Similarly, translation equivalence cannot be fully achieved within the subject or content realms. It is often said that a translation is about the same as the original. And this sameness of reference, the denotational identity is supposed to be the hallmark of a good translation. But is it? In a very general sense, it is. But in actual fact it is not, when it comes to the detailed meanings negotiated by subject-competent translators in their attempts to cope with the original version and to create translation adequacy. And such adequacy is achieved by translations that are couched in a particular target language and destined for a particular purpose in the target community, which has a particular, historically grown view of the topic involved. Precise and 100% subject equivalence is not a viable proposition. It is often not only hard to achieve, but it may not be a desired aim at all.
For translational equivalence to come about “subject equivalence” must be married with “linguistic equivalence”. And the intermarriage is the work of the translator’s transfer competence. The later is in itself substantially supported by the former, viz. language (L1 as well as L2) knowledge and (often highly specialized) subject expertise. Transfer competence refers to the mental equipment that constitutes the translator’s unique cognitive set or ability of matching language and subject competences. In detail, these are the processes comprised by ongoing search, retrieval, monitoring and evaluation mechanisms. Based on practical experience trasfer competence is both actualized and “stored”. It is knowledge in action and as repertoire. It is constantly updated in the translator’s practical work and on many occasions often only indirectly related to a particular translation assignment. Transfer strategies can never be isolated from linguistic and encyclopaedic considerations.

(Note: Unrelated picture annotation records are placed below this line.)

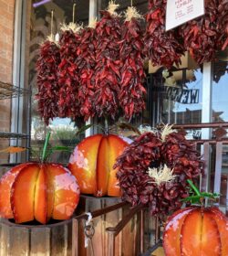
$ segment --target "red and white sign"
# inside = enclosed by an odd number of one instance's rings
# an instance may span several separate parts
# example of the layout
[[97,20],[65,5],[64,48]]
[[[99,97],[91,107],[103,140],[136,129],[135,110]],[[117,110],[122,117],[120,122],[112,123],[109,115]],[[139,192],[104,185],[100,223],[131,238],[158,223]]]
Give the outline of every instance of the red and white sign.
[[204,15],[204,0],[167,0],[166,31]]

There is an intricate network between all three of them. The mental processes underlying translation and the linguistic implementation leading to the target text occur in anything but a neatly organized linear fashion. The translator’s competence acts upon text segments of varying sizes. In essence this is a graded performance of hierarchically matching so-called units of translation, which may be defined as meaning-cum-form stretches of smaller and larger, simple and composite, systemic and textual structurings. Along with this transfer strategy and in fact in close feedback with it, we can observe the exploitation of the encyclopaedic and linguistic resources of the translator. Most of the minute translation tactics, before they become fully routinized, can be described as complex instances of language, subject and transfer problems that tax the translator’s competence or rather the mediated interplay of the three competence constituents. Any individual text segment identified and focused in the source text is subjected to bottom-up and top-down searching, matching, and recreating on the basis of local as well as global assessments. And these assessments are again monitored by what can be called the tripartite translation competence.